Gate check bags are travel bags specially designed for the transportation and storage of car seats and strollers or pushchairs. Generally used for airline travel, they also provide protection from dust when in storage for the occasional user. When used for airline travel the strollers and car seats are placed in gate check bags at the departure gate before boarding. The bags protect strollers and car seats from dirt whilst in the loading or cargo bay as well as from elements such as rain or snow if left on the tarmac.

Strollers and car seats can be checked without a bag, but airline companies do not assume any liability for damage so it is advised to use a special bag. Passengers have to make sure that the gate check tag is visibly displayed on the bag if they need their stroller or car seat returned at the gate upon arrival. Gate check bags for strollers and car seats are usually made of strong and light fabric, such as ballistic nylon that is waterproof and offers protection from the weather on the tarmac.

==Types==
1. Universal stroller and car seat travel bags: lightweight and economical travel bags designed to fit most strollers and car seats. Universal stroller and car seats travel bags are usually made of light, waterproof materials and they can be carried to the gate in a normal carry-on baggage. They can be found in three large categories:

- Car seat travel bag – keeps any car seats safe, secure, and free from dirt
- Single stroller travel bag – designed to fit most umbrella style strollers
- Double stroller travel bag – offers protection for most jogging strollers, double strollers, and travel systems

2. Custom stroller and car seat travel bags: designed to fit a particular stroller or car seat model. They are made of different materials, depending on the manufacturer, and they are usually padded, which makes them heavier and harder to carry. Custom travel bags are also more expensive than universal travel bags.

==Airline policies==

Delta checks strollers and car seats for free either at the curbside, at the ticket counter or at the gate.

United Airlines checks strollers without a fee. No strollers are allowed as carry-on baggage and only small, collapsible strollers can be checked at the gate. Upon request, the stroller can be delivered to the aircraft door at the connecting city or destination. The company does not assume any responsibility for any damage that might occur to strollers or car seat that are not checked at the check-in counter packed in a box.

American Airlines allows one stroller and one car seat per ticketed passenger. However, only small, collapsible strollers up to 20 lbs/9 kg can be checked at the gate. Strollers that are non-collapsible or heavier than 20 lbs/9 kg must be checked at the ticket counter.

Southwest Airlines gives customers traveling with children the chance to free check in any type of stroller and CRS or car seat either at the curb, at the ticket counter or at the gate. The company does not assume any liability for damage to strollers, CRSs or car seats.

Air Canada recommends the use of small collapsible umbrella type strollers with a collapsed diameter of maximum diameter of 25.5 cm (10 in) and maximum length of 92 cm (36 in) for free gate checking.
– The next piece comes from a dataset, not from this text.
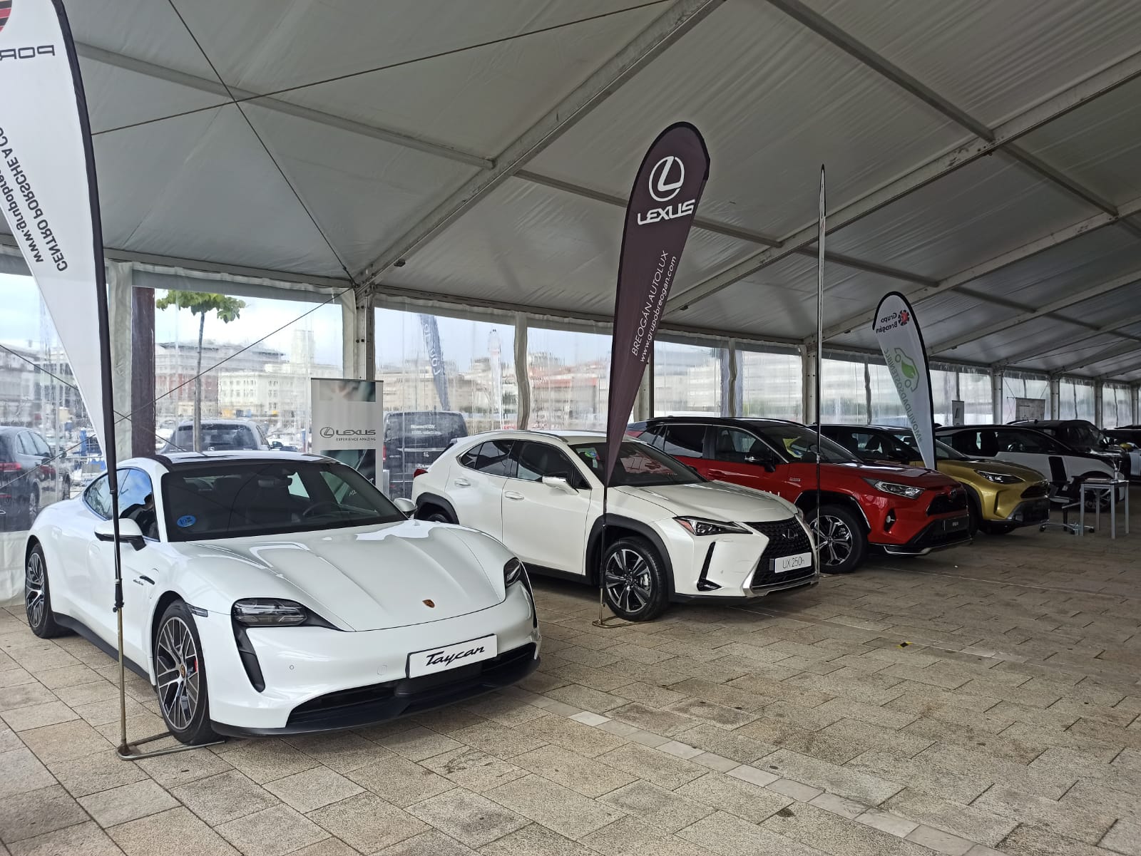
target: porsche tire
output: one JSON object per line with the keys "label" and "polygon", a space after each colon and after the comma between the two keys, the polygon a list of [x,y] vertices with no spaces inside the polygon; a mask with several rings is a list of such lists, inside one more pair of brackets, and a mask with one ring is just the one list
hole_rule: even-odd
{"label": "porsche tire", "polygon": [[39,544],[27,554],[24,566],[24,611],[27,613],[27,626],[41,639],[67,635],[68,630],[56,623],[56,613],[51,611],[48,563]]}
{"label": "porsche tire", "polygon": [[171,603],[159,619],[154,674],[159,708],[170,733],[191,745],[218,740],[210,727],[202,642],[194,615],[183,601]]}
Large strollers can only be checked in and will count as one piece of baggage. A car seat can be checked in for free.

British Airways allows free gate checking of one car seat and one fully collapsible stroller with maximum dimensions of 117 cm x 38 cm x 38 cm / 46 in x 15 in x 15 in.

KLM allows one completely collapsible stroller for each child. If the stroller will not fit under the seat or in the overhead baggage compartment it can be checked in at no extra charge. A stroller travel bag may be used if it does not contain any other items. The same policy applies for children car seats.